Vie : la constitution prise dans ses contradictions

En mars 2005, une révision constitutionnelle a inséré dans le préambule de la Constitution de la Ve République française une Charte de l’environnement qui intégrait le principe de précaution. Si l’article 1 de la Charte formule judicieusement un droit à l’environnement plutôt qu’un droit de l’environnement, l’article 5 formule le principe de précaution comme étant l’obligation pour les autorités publiques, en cas d’un dommage incertain, incertain quant à l’état d’évolution de la science, et risquant d’affecter de manière grave et irréversible l’environnement, de mettre en œuvre les procédures pour évaluer les risques et adopter les mesures provisoires et proportionnées adéquates pour prévenir et contrer le dommage en question. Si la Constitution figure au sommet de la hiérarchie des normes du droit, si elle définit les valeurs morales et les principes fondamentaux auxquels est subordonnée l’organisation des pouvoirs publics, le principe de précaution devient ainsi, en s’insérant dans la loi fondamentale, un principe moral exigeant la prise en compte rigoureuse, dans l’organisation de l’État, d’une limitation des actions humaines risquant de porter atteinte à la santé, à la vie, voire à l’humanité des membres de ce même État.
En février 2023, le Sénat a adopté l’inscription du droit à l’avortement dans la Constitution.

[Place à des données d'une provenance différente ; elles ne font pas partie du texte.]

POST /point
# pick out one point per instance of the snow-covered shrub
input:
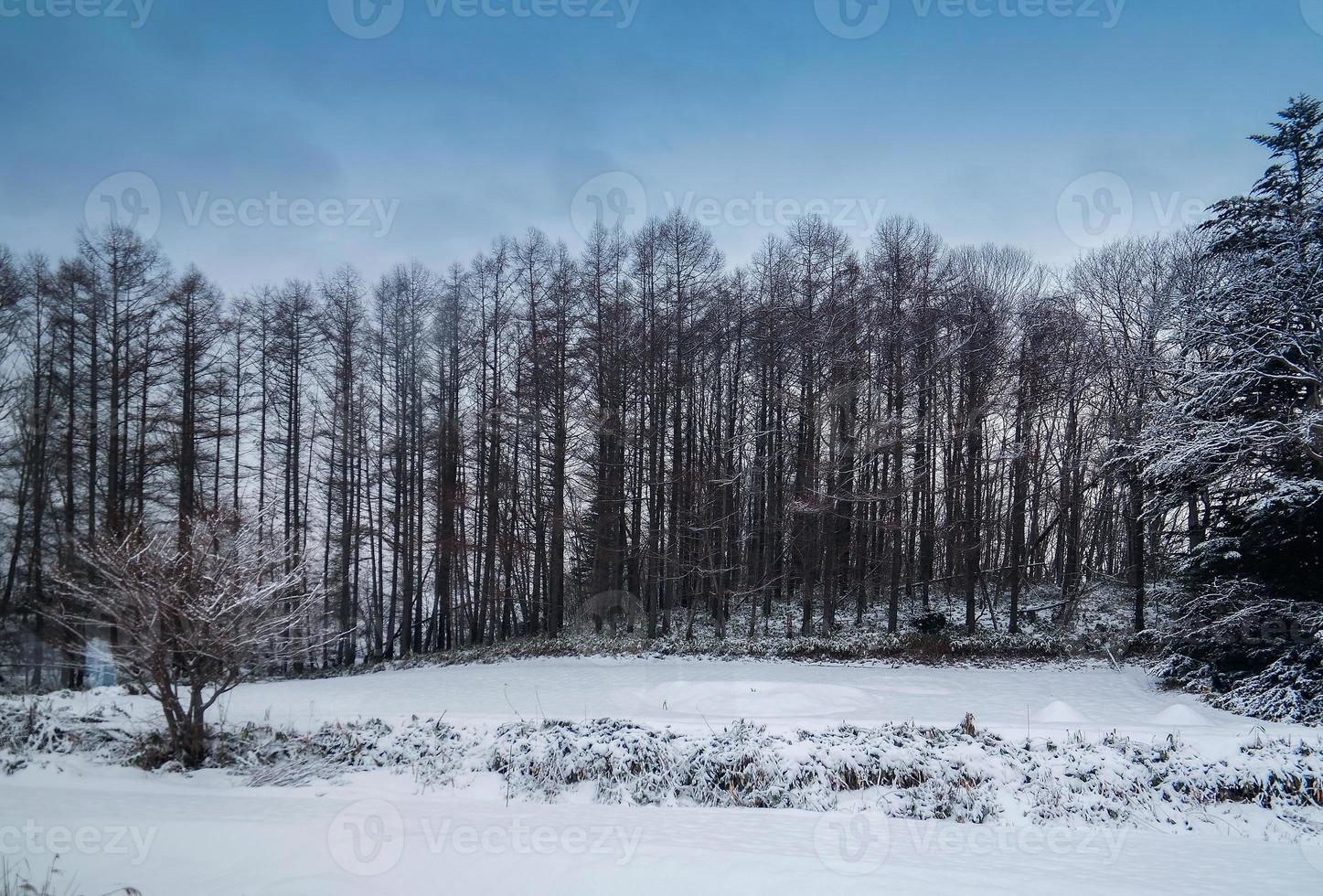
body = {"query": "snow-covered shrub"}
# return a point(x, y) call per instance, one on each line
point(38, 725)
point(626, 763)
point(1254, 653)
point(743, 765)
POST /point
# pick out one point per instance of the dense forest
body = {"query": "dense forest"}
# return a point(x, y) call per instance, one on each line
point(639, 434)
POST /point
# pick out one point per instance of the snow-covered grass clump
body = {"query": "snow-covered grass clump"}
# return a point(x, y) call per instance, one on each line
point(905, 771)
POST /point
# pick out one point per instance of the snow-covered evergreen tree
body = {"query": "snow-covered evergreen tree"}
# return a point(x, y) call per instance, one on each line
point(1243, 429)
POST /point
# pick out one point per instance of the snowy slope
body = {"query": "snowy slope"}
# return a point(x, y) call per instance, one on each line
point(209, 837)
point(380, 831)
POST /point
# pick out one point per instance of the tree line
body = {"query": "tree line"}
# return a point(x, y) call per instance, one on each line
point(633, 434)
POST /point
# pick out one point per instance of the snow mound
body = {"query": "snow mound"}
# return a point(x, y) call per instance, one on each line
point(758, 699)
point(1062, 713)
point(1179, 713)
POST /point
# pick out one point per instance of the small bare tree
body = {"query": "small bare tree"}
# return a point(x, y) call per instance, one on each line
point(195, 612)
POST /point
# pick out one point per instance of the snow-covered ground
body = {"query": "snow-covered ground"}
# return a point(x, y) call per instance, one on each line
point(695, 695)
point(378, 833)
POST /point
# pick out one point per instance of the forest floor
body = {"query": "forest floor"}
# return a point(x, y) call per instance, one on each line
point(1086, 777)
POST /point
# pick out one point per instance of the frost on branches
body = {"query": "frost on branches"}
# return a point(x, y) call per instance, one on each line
point(1243, 433)
point(192, 613)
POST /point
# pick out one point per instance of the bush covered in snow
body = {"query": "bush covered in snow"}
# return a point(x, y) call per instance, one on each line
point(904, 771)
point(1249, 651)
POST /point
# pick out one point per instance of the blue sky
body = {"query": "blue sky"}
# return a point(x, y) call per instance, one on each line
point(281, 144)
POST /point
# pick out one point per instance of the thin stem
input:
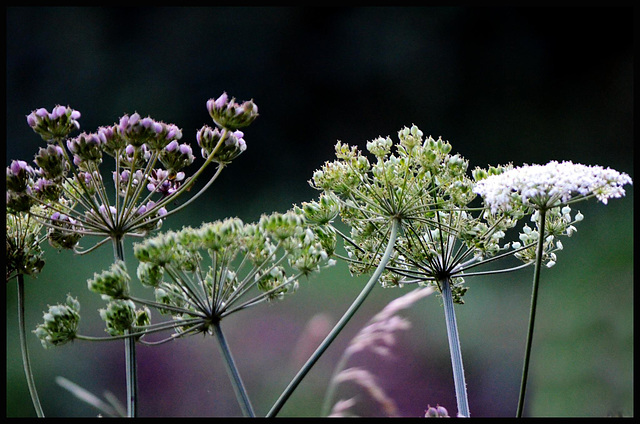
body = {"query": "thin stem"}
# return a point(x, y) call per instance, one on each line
point(532, 312)
point(129, 350)
point(25, 353)
point(454, 348)
point(234, 376)
point(340, 325)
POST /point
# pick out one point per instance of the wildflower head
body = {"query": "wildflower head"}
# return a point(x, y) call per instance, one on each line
point(550, 185)
point(237, 264)
point(148, 155)
point(24, 237)
point(60, 323)
point(420, 183)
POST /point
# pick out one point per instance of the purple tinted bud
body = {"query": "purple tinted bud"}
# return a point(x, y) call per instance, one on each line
point(172, 132)
point(171, 146)
point(42, 113)
point(185, 149)
point(32, 120)
point(58, 112)
point(221, 101)
point(134, 119)
point(17, 166)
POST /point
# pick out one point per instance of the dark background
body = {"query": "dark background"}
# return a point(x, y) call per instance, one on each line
point(521, 85)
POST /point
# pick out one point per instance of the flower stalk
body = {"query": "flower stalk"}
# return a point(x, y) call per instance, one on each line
point(234, 375)
point(25, 352)
point(532, 313)
point(341, 323)
point(454, 349)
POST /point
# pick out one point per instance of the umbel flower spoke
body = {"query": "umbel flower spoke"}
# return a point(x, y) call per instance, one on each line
point(547, 190)
point(149, 171)
point(424, 188)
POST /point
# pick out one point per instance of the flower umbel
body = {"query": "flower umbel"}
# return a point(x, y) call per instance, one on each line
point(546, 186)
point(148, 173)
point(240, 259)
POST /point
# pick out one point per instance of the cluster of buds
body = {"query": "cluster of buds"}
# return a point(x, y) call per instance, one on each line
point(419, 183)
point(60, 324)
point(227, 113)
point(66, 179)
point(57, 124)
point(269, 255)
point(24, 238)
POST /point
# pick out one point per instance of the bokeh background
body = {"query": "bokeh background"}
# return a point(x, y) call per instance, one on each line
point(521, 85)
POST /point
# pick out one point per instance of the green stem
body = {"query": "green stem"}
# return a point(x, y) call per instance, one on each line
point(532, 312)
point(454, 349)
point(25, 353)
point(234, 376)
point(129, 350)
point(340, 325)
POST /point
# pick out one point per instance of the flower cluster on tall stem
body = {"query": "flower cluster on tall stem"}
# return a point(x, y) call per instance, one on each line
point(201, 275)
point(148, 174)
point(547, 190)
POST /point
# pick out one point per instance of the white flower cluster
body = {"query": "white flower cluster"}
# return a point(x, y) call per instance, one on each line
point(545, 185)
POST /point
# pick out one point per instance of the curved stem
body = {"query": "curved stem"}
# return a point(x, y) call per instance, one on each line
point(340, 325)
point(25, 353)
point(234, 376)
point(532, 312)
point(454, 348)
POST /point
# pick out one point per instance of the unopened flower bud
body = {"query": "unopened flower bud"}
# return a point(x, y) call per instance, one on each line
point(119, 316)
point(437, 412)
point(60, 324)
point(112, 283)
point(57, 124)
point(231, 115)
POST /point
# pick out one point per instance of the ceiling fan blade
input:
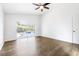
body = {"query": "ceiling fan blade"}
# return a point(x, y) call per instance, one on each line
point(37, 8)
point(46, 7)
point(46, 4)
point(36, 4)
point(41, 10)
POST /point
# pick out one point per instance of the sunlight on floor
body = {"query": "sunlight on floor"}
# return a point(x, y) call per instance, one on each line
point(27, 43)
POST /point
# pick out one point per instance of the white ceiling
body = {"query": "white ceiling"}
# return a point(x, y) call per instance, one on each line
point(19, 8)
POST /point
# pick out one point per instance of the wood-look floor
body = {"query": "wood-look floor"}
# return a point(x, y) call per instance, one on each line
point(39, 46)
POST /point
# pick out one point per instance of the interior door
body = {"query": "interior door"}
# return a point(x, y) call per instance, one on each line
point(75, 30)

La liberté que la loi accordait déjà à la femme de mettre fin à la vie de l’embryon humain va ainsi devenir, à l’instar de la liberté, de l’égalité et de la fraternité, un principe moral fondamental auquel les lois qui organisent les pouvoirs publics seront subordonnées.
La condamnation de l’avortement ne s’est jamais fondée, y compris celle qui émane de cette institution tenue pour réactionnaire qu’est l’Église catholique, sur la certitude scientifique de l’humanité et de la personnalité de l’embryon, mais sur le seul doute philosophique et la seule incertitude morale concernant cette même humanité et cette même personnalité. En commandant de respecter l’embryon comme une personne, à savoir comme s’il était une personne (1), l’exigence fondamentale ne formule en ce sens rien d’autre qu’une simple mais suprême prudence morale concernant l’émouvante, vertigineuse et mystérieuse fragilité de l’humanité en genèse charnelle, vitale et existentielle. La loi fondamentale de l’humanité n’est ainsi rien d’autre que le saint et religieux scrupule quant à ce qui touche l’origine de cette même humanité, une origine fatalement inaccessible à la science. Le respect moral de l’humanité ne se fondera jamais sur une connaissance objectivement certaine mais sur un doute philosophique radical et sur une aspiration religieuse absolue à ne pas faire n’importe quoi dès qu’il s’agit de la nature, de la vie et du destin de l’humanité.
La double inscription, dans la Constitution française, du principe écologique de précaution et du droit féministe à l’avortement relève ainsi d’une éminente contradiction. Comment peut-on avoir à la fois, d’une part, le droit de mettre fin à la vie d’un embryon dont on ne sait pas s’il est ou non un être humain et, d’autre part, le devoir de tout faire pour protéger la santé, la vie et l’humanité face à l’éventuelle puissance technique menaçant l’équilibre de la nature ? Il y a là, entre les deux principes, une contradiction insoutenable pour la raison humaine et l’intelligence logique.
Que le texte fondamental de l’État puisse être ainsi la proie d’une contradiction est d’une gravité extrême. Cette gravité n’est pas seulement logique, philosophique et morale, elle est aussi politique. Elle est le symptôme d’une décadence qui, sacrifiant à la mode idéologique du temps, se soumettant hystériquement à ses injonctions et transgressant toute forme de scrupule moral et toute forme de rigueur intellectuelle, porte outrage à l’État. À l’instar de la contradiction qui oppose, par exemple, dans une seule et même idéologie islamo-gauchiste, les légitimes exigences du féminisme et les confuses exigences de protection des mœurs machistes étrangères à la morale occidentale, la contradiction entre le dogme de la précaution, propre à l’idéologie écologique, et le dogme du droit à l’avortement, propre à l’idéologie féministe détournée de sa légitimité première, est sans doute le signe le plus violent et le plus flagrant de la barbarie morale, politique et civilisationnelle qui touche au cœur le plus crucial de l’État, à savoir une Constitution qui, gaulliste, était sans doute l’une des plus belles œuvres juridiques de la contemporanéité et auquel un Sénat de droite vient de donner le coup de grâce.

Patrice Guillamaud

(1) Voir l’article d’Élisabeth Geffroy, La Nef n°354, p. 10-11.